What is capitalization?

Capitalization means different things depending on how you use the word. When talking about companies and money, capitalization usually refers to one of three things:

Company’s capital structure

The first meaning of capitalization is about how much money a company has and where that money comes from. Every company needs some amount of money to get started and keep running. This money is called the company’s capital.

A company’s capitalization shows how much capital it has and whether that capital comes from the company’s owners or from borrowing money. You can see a company’s capitalization by looking at its balance sheet. The balance sheet lists all the money the company has (its assets), all the money it owes (its liabilities), and the money that belongs to the owners (their equity).

Recording costs over time

The second meaning of capitalization is an accounting method. In accounting, capitalization means recording a cost as an investment instead of an expense.

Here’s the difference: An expense is money a company spends in a short period of time, like a month or a year. The company records the whole expense right away and it lowers the company’s earnings for that period. An investment is money the company spends on something it will use for a long time, like equipment or buildings. The company records the cost as an asset on its balance sheet. Then, over several years, the company slowly records parts of the cost as depreciation expenses. This allows the company to spread the cost over the time it expects to use the asset.

Stock market value

The third meaning of capitalization is about a company’s value in the stock market. This is also called market capitalization. To calculate a company’s market capitalization, you multiply the total number of shares of the company’s stock by the current price of one share.

For example, if a company has issued 10 million shares of stock, and each share is currently worth $50, then the company’s market capitalization is 10 million times $50, or $500 million. Market capitalization shows what investors think the whole company is worth based on the stock price.

Why capitalization matters

Evaluating financial health

A company’s capitalization tells you a lot about its financial situation and how risky it might be as an investment.

Looking at a company’s balance sheet, you can see if it has a lot of debt compared to its assets and equity. If a big portion of the company’s capital comes from borrowing, that means the company has to pay a lot of interest. It might have trouble paying its debts if business slows down. But if most of the company’s capital comes from assets and investors’ equity, the company is probably in a stronger financial position.

Comparing companies

You can also use capitalization to compare different companies, even if they’re in different industries. Market capitalization shows the total value of a company’s outstanding shares. Investors often use market capitalization to group companies by size.

For example, a large-cap stock means the company has a market capitalization of more than $10 billion. Mid-cap stocks have market caps between $2 billion and $10 billion. Small-cap stocks have market caps between $300 million and $2 billion. These categories help investors choose stocks that fit their investment strategies.
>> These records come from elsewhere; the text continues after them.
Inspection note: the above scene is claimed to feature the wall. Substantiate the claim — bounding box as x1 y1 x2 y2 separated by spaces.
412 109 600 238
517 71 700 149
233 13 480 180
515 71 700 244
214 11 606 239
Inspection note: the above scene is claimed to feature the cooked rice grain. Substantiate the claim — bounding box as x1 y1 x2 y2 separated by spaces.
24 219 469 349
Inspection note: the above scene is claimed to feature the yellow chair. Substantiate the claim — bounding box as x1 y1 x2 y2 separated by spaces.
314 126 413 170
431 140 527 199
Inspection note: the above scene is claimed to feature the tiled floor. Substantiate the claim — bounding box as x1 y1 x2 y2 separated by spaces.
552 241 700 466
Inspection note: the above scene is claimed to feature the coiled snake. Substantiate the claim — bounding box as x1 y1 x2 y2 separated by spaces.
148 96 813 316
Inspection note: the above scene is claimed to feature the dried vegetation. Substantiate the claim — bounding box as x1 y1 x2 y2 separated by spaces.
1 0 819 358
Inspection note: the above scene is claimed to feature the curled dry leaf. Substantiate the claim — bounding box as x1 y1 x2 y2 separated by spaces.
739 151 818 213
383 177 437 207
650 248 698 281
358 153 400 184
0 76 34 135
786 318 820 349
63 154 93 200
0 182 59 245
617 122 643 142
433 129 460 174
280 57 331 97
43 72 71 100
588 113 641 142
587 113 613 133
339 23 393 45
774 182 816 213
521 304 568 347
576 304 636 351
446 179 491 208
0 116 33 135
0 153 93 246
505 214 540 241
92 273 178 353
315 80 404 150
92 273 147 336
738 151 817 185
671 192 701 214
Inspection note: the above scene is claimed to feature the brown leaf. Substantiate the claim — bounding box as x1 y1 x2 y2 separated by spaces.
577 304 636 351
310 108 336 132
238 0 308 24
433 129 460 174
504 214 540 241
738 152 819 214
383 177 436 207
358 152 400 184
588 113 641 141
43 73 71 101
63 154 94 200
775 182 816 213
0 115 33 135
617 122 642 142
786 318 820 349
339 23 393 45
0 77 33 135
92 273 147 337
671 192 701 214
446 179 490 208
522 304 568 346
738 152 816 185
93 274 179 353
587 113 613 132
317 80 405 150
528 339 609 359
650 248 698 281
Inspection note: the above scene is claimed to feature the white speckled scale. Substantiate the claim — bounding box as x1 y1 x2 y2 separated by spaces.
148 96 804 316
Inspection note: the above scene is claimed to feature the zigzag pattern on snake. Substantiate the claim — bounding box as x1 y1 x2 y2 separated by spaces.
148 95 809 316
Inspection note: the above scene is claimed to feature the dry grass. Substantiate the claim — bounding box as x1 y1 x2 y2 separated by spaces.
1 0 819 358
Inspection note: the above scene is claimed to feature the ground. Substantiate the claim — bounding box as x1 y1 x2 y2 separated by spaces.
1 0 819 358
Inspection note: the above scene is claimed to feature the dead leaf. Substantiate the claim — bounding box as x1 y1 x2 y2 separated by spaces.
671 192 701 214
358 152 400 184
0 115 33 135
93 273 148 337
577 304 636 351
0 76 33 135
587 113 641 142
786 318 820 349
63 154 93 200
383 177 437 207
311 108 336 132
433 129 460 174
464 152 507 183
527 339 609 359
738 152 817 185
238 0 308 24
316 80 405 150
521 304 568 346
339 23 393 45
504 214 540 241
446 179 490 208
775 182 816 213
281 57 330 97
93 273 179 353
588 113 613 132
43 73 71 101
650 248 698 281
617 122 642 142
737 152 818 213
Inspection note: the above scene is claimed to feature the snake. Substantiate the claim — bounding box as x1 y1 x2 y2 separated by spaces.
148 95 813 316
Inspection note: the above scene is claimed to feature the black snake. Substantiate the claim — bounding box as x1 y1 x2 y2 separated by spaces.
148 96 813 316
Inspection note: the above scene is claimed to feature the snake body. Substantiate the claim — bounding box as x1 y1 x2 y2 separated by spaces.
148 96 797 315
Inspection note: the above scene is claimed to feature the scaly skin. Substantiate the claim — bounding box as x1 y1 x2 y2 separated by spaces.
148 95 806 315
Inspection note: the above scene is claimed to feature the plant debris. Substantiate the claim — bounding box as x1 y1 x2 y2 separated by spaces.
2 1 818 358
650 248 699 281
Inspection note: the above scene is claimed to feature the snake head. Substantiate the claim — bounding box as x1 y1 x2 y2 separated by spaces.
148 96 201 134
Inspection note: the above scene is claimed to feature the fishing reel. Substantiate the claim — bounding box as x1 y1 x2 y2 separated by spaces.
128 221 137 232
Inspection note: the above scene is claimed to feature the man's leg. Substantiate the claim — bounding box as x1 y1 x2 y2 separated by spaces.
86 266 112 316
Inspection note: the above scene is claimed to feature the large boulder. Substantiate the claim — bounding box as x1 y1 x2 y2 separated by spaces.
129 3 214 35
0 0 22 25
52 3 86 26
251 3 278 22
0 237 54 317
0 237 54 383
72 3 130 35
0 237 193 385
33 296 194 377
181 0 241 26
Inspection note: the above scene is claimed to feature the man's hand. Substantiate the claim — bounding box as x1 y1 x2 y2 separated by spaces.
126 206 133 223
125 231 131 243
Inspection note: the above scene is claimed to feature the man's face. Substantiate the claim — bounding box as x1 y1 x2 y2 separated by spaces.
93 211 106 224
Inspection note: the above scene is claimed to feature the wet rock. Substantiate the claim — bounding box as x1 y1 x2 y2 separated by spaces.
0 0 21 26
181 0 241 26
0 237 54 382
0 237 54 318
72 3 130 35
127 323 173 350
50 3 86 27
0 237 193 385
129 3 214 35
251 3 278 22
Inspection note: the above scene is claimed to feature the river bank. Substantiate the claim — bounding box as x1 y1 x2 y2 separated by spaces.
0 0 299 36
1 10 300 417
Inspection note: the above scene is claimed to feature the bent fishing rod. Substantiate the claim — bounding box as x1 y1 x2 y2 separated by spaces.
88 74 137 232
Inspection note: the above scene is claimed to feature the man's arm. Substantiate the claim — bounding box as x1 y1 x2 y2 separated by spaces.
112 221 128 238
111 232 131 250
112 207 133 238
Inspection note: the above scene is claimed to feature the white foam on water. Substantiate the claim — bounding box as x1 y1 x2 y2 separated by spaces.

Making investment decisions

Deciding whether to treat a cost as an expense or an investment can have a big impact on a company’s financial statements. Expensing a cost lowers the company’s reported earnings for that period. Capitalizing a cost and depreciating it over time results in higher reported earnings at first, but more expenses in later years.

Managers have to be careful about these decisions. Capitalizing too many costs can make a company’s earnings look better than they really are. Investors need to understand how a company capitalizes its costs so they can get an accurate picture of the company’s performance and value.

Examples of capitalization

Buying equipment

Let’s say a construction company buys a new bulldozer for $200,000. The company expects to use the bulldozer for the next five years. The company could treat the $200,000 as an expense in the year it buys the bulldozer. This would lower the company’s earnings by $200,000 that year.

Instead, the company capitalizes the cost of the bulldozer. It records the $200,000 as an asset on its balance sheet. Then, each year for the next five years, the company records $40,000 of depreciation expense. This way, the expense is spread out over the useful life of the bulldozer.

Developing software

A software company spends $1 million developing a new application. The company plans to sell the application to customers for the next three years. The company could record the entire $1 million as an expense in the year it develops the software.

But the company decides to capitalize the development costs. It records the $1 million as an intangible asset on its balance sheet. Then it amortizes the cost over the three years it expects to sell the software. Each year, it records $333,333 of amortization expense. Like depreciation, amortization spreads the cost of an intangible asset over its useful life.

Stock market valuation

A publicly traded restaurant chain has 50 million shares of stock outstanding. The current market price of the stock is $40 per share. To calculate the company’s market capitalization, multiply the number of shares by the stock price. 50 million shares times $40 per share equals $2 billion.

With a $2 billion market capitalization, this company would be considered a mid-cap stock. Investors who want to invest in medium-sized companies might consider buying this stock as part of their investment strategy.